И я впряглась в работу. Хотя работой участие в проекте Братны можно было назвать лишь с большой долей условности. Скорее это было похоже на большое приключение, фильм в фильме, где каждый участник съемочной группы был колоритным, не лишенным изюминки персонажем. Я ни с кем по-настоящему не сблизилась, за исключением дяди Федора: мы были последними патронами в обойме, ассистентами ассистентов, и, по определению, должны были держаться вместе. Дядя Федор рассказал мне много любопытного о каждом из киношников: это были только его умозаключения, которые не мешало бы подкрепить моими собственными. Собственные аналитические построения – этим я и занималась весь остаток подготовительного периода: до начала съемок оставалась ровно неделя.
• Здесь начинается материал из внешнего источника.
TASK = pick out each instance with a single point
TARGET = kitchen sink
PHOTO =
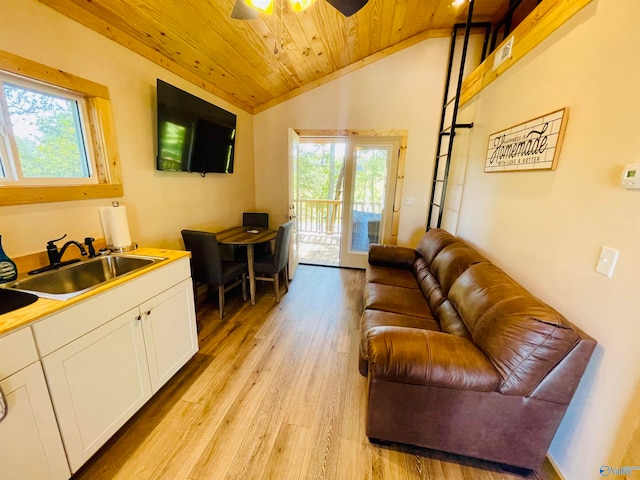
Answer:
(71, 280)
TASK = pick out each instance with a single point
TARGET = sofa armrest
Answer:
(392, 256)
(429, 358)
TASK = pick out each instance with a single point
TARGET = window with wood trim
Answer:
(56, 136)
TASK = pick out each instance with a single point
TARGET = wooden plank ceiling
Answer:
(257, 63)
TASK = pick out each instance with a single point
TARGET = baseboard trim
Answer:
(551, 470)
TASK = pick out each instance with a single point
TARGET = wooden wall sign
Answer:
(533, 145)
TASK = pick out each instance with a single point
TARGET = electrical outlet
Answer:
(607, 261)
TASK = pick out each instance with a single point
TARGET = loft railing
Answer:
(325, 216)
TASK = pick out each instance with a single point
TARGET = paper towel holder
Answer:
(128, 248)
(120, 249)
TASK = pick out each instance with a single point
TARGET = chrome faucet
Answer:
(55, 256)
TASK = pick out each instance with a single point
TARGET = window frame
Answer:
(102, 142)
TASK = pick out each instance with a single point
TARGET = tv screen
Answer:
(193, 135)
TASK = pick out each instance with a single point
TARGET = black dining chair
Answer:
(254, 219)
(208, 267)
(268, 268)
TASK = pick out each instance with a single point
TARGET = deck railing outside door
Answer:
(325, 216)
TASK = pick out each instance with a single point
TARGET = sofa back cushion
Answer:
(523, 337)
(452, 261)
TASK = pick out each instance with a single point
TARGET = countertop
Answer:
(44, 306)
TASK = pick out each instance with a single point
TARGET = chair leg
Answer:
(244, 287)
(286, 278)
(221, 299)
(276, 286)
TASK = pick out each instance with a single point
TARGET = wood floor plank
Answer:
(260, 436)
(219, 453)
(275, 394)
(285, 460)
(321, 459)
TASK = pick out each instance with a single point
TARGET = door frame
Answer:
(402, 135)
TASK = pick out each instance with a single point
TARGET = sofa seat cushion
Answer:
(389, 298)
(391, 276)
(429, 358)
(377, 318)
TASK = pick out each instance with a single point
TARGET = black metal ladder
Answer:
(449, 117)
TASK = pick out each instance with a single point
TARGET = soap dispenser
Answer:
(8, 269)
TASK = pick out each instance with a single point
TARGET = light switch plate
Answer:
(607, 261)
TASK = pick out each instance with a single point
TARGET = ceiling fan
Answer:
(249, 9)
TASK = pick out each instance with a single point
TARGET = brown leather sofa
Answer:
(462, 359)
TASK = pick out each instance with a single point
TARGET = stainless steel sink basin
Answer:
(72, 280)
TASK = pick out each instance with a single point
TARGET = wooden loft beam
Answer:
(545, 19)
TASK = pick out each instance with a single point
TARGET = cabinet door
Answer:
(97, 383)
(170, 332)
(30, 445)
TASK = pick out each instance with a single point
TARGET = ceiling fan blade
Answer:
(242, 11)
(347, 7)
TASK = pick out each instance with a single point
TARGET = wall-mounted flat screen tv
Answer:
(193, 135)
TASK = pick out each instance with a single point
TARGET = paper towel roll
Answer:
(115, 226)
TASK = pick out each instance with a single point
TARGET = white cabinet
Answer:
(97, 383)
(30, 444)
(101, 367)
(170, 336)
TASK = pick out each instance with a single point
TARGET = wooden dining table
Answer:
(248, 236)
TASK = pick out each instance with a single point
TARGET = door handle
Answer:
(3, 406)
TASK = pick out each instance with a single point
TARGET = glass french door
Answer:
(369, 190)
(343, 194)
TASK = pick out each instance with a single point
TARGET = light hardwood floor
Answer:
(273, 393)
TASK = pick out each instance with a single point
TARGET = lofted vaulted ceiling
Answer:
(257, 63)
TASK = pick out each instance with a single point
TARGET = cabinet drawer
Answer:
(55, 331)
(17, 350)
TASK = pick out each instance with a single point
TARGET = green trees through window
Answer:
(45, 138)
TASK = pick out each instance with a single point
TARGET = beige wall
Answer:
(546, 228)
(159, 204)
(402, 91)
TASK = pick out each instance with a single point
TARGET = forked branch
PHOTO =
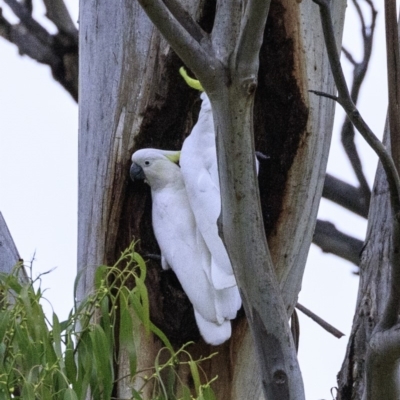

Съемочная группа фильма “Забыть Монтсеррат” была самой странной группой за всю мою недолгую историю пребывания на “Мосфильме”, во всяком случае, так казалось на первый взгляд. Все это время меня не покидало ощущение, что случайный выбор непрофессионалов не был таким уж случайным, что, помимо подготовки к съемкам, существует еще один, скрытый от посторонних глаз, род деятельности.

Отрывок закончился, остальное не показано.